Segundo Jorge, o Brasil possui vantagens geográficas únicas para a economia verde, mas isso também pode se tornar em um problema dentro do contexto geopolítico.
"Todos os potenciais que estamos falando estão ancorados em geografia favorável. Não é possível produzir biocombustíveis na Europa, por exemplo. Mas a nível internacional, ninguém é amigo de ninguém e podem puxar nosso tapete", acredita o especialista.
O economista prevê que essa tensão pode aumentar com o estresse hídrico global. "O lugar onde mais tem água no mundo é a Amazônia. Eu diria que não é impossível que em um futuro próximo a região se torne ponto de alta vulnerabilidade para o Brasil."
Com a COP30 se aproximando em Belém do Pará, Jorge defende uma "mudança radical no discurso brasileiro". Em vez de esperar doações e investimentos internacionais, o país deveria focar em "soluções de mercado" -- o que está intrinsicamente conectado com a sua visão de impulsionar a agenda de sustentabilidade com a de negócios.
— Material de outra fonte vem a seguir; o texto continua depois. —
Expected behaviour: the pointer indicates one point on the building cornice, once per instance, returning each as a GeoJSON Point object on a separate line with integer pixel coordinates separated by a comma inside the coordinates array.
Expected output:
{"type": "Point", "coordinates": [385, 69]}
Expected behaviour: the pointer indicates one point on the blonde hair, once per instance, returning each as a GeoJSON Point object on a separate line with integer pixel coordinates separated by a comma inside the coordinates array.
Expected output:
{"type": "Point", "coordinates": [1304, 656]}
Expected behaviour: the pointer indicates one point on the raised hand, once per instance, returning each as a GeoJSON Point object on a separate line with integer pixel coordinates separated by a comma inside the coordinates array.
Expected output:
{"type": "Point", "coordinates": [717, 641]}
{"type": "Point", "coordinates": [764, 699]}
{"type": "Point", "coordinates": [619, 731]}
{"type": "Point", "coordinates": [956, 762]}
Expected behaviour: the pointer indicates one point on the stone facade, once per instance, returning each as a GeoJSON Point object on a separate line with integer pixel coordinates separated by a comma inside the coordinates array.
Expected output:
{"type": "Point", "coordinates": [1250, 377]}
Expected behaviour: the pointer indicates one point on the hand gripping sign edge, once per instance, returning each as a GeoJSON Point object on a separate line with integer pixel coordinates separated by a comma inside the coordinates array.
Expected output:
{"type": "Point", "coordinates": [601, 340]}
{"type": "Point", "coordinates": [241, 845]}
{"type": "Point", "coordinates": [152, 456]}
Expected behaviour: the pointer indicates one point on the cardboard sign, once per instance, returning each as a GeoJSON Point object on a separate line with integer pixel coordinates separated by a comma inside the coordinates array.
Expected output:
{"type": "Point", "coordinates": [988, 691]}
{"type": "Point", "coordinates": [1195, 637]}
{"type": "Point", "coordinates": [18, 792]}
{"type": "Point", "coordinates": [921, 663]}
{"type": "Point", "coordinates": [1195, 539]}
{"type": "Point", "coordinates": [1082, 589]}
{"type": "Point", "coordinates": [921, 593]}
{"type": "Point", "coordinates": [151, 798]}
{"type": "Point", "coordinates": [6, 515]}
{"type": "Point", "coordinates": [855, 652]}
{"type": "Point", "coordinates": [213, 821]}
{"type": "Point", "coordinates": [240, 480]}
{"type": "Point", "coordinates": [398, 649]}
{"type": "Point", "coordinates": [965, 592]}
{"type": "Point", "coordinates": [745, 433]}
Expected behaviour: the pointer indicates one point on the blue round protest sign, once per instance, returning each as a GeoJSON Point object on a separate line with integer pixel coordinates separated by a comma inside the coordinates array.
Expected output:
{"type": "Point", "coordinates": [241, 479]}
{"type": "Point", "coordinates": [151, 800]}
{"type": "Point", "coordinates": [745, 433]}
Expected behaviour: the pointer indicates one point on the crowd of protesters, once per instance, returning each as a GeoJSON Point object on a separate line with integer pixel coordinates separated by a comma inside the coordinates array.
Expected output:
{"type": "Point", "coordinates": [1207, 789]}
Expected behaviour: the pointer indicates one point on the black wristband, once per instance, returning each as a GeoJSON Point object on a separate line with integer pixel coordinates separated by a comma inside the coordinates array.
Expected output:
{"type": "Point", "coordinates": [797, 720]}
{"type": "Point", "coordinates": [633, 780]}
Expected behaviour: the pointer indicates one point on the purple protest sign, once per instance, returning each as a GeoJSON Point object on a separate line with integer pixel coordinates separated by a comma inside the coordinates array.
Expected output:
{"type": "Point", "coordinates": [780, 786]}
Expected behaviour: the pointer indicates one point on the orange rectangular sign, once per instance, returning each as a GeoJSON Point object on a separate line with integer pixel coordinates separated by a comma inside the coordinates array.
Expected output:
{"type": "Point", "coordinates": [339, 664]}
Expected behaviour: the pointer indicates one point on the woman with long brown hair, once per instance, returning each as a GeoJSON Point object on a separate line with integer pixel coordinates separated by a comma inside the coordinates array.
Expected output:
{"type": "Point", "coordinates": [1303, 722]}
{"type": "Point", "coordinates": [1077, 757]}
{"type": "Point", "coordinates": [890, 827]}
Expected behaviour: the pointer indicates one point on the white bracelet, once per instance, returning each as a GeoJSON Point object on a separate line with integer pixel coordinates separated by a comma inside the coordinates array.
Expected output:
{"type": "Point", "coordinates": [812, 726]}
"Não devemos esperar que os países ricos financiem a conta da crise do clima. Eles já disseram que está ficando difícil e na prática estão dizendo: esqueçam", disse ao se referenciar ao financiamento climático necessário na casa dos US$ 1,3 trilhão anuais para as nações mais vulneráveis lidarem com os efeitos mais severos das mudanças climáticas.
Em relação à exploração de petróleo na margem equatorial, Jorge reflete e diz que os recursos são necessários para o financiamento da própria transição energética.
"Aquilo é como se fosse uma poupança. São centenas de bilhões de dólares que estão enterrados lá", argumentou. "E a pergunta é: o Brasil pode se dar o luxo de não usar essas centenas de bilhões para financiar o seu desenvolvimento?"
O economista também acredita que a agenda climática voltará com força, mesmo após a série de retrocessos políticos e medidas dos Estados Unidos sob a administração de Trump.
No entanto, virá com uma nova roupagem. "Veremos a volta do reconhecimento e importância da sustentabilidade, mas não com o mesmo discurso. Daqui para a frente, será com a premissa de segurança nacional", concluiu.